It's Easter today! What goes with Easter? Bunnies! Why? Because the Christian Church stole the holiday from pagans, who celebrated Easter (or Ostara; nobody really knows what it was called before the Christians got hold of it. All are merely guesses) as a fertility rite. Thus, symbols of new spring (like baby bunnies and newborn chicks) were common, and the Church just knicked those and said, "They're symbols of Christ's resurrection! Yeah, that's it!"
So to tie in this week's gaming post with the bunny theme, I will discuss an idea that I worked on, briefly, with a friend of mine many years ago. The idea was "Anthropomorphics." We had originally intended it to be a GURPS sourcebook, but that idea never came to fruition.

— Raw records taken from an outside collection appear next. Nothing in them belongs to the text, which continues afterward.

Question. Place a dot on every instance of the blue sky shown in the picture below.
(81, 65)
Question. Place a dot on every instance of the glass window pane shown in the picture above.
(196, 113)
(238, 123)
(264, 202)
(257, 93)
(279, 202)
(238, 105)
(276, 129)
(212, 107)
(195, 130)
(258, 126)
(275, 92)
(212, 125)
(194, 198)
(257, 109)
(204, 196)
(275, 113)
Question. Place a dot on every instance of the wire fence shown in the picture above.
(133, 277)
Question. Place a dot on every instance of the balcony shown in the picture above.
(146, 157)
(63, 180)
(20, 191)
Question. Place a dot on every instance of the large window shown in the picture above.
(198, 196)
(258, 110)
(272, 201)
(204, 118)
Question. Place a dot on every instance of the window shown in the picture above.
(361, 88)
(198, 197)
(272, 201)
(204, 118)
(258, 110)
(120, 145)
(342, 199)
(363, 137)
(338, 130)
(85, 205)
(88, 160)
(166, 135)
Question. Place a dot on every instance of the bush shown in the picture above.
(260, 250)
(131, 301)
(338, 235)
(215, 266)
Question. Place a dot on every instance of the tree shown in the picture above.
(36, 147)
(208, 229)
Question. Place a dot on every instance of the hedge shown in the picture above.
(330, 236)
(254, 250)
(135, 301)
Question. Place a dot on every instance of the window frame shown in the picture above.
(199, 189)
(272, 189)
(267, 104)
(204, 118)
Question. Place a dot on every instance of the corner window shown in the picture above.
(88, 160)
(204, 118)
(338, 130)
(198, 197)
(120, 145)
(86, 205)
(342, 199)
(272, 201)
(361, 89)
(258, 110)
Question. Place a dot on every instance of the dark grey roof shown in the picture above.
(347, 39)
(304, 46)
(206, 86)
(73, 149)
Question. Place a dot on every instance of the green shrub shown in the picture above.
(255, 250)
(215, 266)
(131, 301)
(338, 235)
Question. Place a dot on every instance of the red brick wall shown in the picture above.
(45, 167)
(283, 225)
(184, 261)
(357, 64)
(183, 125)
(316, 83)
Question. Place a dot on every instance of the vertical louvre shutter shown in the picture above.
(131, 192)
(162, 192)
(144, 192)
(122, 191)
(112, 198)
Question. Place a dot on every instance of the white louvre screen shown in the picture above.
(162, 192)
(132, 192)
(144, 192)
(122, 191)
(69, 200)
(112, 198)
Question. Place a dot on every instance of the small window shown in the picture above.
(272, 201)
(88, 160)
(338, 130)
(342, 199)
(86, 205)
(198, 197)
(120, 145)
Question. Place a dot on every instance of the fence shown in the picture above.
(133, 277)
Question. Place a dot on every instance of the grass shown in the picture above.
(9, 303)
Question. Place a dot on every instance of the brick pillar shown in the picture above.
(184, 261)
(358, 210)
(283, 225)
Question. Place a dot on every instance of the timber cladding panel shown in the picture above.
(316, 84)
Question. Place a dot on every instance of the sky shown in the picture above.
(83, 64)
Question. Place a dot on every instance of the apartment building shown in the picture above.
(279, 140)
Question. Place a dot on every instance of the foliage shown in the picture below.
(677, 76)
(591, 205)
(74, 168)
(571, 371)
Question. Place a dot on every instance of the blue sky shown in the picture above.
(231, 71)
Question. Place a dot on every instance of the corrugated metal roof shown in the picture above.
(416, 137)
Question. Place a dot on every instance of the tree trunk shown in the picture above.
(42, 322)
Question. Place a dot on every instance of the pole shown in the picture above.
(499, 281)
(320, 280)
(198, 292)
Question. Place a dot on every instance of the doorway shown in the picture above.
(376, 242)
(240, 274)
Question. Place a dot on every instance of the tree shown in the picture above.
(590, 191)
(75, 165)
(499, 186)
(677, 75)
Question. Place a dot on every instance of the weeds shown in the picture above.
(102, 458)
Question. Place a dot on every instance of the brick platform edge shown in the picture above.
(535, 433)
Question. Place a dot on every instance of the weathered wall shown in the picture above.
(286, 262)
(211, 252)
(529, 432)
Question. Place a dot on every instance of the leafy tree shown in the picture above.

The idea was that you would play animals. There were three campaign styles: realistic, cinematic, and silly. Realistic is just that: you play an animal in a realistic manner. This campaign style is generally best suited for people who (out of some masochistic reason) want to play someone's pet. However, it can include things such as the Watership Down setting. That is, all the characters are playing one type of animal, living in a colony (a warren of rabbits, a pride of lions, a murder of crows, et c.).Cinematic campaigns have various levels. They all include some amount of unrealistic behaviour, from the simple and straightforward (such as Lassie, in which the animals behave normally aside from their ability to use rather human-like thought patterns and to communicate effectively with humans despite their lack of speech) to the more overt (such as films like Homeward Bound: The Incredible Journey, in which the animals can speak to each other and exhibit remarkably human-like behaviour).
Silly campaigns are the straight-up unrealistic ones. The most obvious classification is the Saturday morning cartoons, with characters like Bugs Bunny and Mickey Mouse. It needn't be that overt, though; the film Mousetrap shows an example of a silly campaign without anthropomorphising the animals (physically, at least).
There are other potential uses for this idea as well. What about a person that gets transformed into an animal through some spell? Just one example is The Tenth Kingdom, in which Prince Wendell gets transformed into a dog for the majority of the series.
We had even started developing optional rules for cross-species communication. The basic idea was that, if using these rules, an animal could communicate with someone from the same genus but different species at a -2 penalty. Different genus but same family, -4. Different family, but same order, -6. And different order but same class, at -8. Thus, a house cat (class mammalia, order carnivora, family felidae, genus felis, species sylvestrus) would speak to other housecats normally, to a black-footed cat (genus felis, species nigripes) at -2, a tiger (family felidae, genus panthera) at -4, a dog (order carnivora, family canidae) at -6, and a lemur (class mammalia, order primates) at -8.
Anyway, not sure how interesting that is to anyone, but if you're interested, I recommend the Animal Diversity Web from the University of Michigan. It's good for descriptions of animals, as well as discerning their taxonomic classifications.